I am writing this letter in response to a letter published Tuesday, Dec. 28, 1999. Carmen and Nancy DeCicco wrote about how disgusted they were with photos of young hunters and their kills and implored you to keep them out of the newspaper.
Young hunters should be proud to have their pictures in the paper with the animals they have hunted. Hunting takes a lot of dedication, patience and hard work.
It teaches hunters to match wits with and respect animals that are neither stupid nor helpless.
Wild animals have several protective measures that they employ against hunters. They can hide extremely well and they are much faster than a person. It's not easy to find an animal, which is why it's called hunting, and even if the hunter does (find the animal), it usually won't stand still for very long.
Hunting is an excellent activity to teach kids today. It is an activity that gets kids outdoors and enjoying nature rather than vegetating on the couch. It can give kids a focus, something to do that is more productive than hanging out in fast-food restaurant parking lots.
The end result of hunting, if the hunter is very lucky, is food. Most hunters I know eat the animals they kill. The meat from wild game is not only healthier, but also less expensive than the hamburger that we buy at the grocery store. Do people not realize that the hamburger packaged up so nice at the store came from a cow that had no chance to run or hide before it was killed?
Humans have been predators for thousands of years, killing animals to eat. But hunting or killing animals in no way means that a person is disrespectful of life or is more inclined to kill another human being.
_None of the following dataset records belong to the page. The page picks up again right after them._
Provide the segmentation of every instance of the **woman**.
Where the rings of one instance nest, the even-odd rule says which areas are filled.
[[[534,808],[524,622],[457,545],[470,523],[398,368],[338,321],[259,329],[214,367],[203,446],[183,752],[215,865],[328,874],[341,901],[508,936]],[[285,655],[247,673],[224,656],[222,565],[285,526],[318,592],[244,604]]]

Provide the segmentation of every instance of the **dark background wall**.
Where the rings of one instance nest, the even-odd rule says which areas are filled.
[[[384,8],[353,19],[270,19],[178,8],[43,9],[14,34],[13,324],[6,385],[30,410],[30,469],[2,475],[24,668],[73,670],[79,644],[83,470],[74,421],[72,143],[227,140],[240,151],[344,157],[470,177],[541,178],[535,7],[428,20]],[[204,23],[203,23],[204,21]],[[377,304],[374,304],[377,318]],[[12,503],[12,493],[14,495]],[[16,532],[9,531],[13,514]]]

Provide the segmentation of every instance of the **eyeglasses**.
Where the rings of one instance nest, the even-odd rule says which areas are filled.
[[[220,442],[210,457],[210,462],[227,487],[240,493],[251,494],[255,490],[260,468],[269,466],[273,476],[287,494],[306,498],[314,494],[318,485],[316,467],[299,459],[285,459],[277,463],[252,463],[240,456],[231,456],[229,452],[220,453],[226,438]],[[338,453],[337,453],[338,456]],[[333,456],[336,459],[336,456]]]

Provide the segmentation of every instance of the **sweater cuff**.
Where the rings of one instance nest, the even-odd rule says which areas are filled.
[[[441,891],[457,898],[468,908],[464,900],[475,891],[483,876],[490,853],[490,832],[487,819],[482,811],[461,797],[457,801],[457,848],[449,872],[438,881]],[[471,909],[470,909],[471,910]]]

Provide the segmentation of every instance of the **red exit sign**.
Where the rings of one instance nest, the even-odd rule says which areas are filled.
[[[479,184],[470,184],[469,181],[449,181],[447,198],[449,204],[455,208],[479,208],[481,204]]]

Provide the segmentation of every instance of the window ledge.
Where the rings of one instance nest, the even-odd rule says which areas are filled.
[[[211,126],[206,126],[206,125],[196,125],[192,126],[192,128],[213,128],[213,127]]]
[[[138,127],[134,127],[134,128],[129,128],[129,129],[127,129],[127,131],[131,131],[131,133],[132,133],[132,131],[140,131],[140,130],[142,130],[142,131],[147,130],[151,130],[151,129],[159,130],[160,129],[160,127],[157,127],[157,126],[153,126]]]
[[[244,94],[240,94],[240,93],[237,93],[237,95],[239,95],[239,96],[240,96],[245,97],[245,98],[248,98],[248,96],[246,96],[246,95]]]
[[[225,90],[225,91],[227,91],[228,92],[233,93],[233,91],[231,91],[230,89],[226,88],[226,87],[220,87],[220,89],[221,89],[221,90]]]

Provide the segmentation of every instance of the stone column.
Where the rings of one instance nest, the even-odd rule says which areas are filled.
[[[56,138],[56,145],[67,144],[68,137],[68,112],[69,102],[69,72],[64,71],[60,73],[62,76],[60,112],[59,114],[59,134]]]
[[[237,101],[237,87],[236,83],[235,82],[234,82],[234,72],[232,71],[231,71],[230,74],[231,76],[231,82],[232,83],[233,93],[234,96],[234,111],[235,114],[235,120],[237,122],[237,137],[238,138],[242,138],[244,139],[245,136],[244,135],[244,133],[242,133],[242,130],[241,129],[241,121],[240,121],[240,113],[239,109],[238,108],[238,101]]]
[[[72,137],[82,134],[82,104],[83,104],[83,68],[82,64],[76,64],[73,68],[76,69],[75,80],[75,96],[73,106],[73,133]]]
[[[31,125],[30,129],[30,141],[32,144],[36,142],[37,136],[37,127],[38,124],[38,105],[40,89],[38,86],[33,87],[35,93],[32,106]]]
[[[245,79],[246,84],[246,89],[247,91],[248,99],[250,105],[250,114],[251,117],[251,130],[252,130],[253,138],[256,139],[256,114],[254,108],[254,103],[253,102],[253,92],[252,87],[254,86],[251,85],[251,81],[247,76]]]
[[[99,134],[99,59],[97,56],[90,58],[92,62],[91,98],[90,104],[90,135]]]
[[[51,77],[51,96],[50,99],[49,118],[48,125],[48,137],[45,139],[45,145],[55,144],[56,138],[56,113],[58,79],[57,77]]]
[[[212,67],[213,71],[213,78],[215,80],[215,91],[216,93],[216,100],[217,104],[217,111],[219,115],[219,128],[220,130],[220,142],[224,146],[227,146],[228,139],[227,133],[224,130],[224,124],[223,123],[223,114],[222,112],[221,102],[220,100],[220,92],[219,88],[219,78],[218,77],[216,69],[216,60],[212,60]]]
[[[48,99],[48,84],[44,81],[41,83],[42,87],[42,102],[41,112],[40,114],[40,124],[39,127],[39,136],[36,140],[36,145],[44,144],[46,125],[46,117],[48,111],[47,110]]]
I enjoy hunting very much, not only for the chance it gives to get outside and for the excitement it brings, but also for the sustenance it can provide. With the high cost of food today, finding a way to feed your family less expensively is a major accomplishment.
Please continue to publish photos of hunters and their animals. It shows that kids are being taught important qualities -- patience, dedication, respect for animals and providing for their family.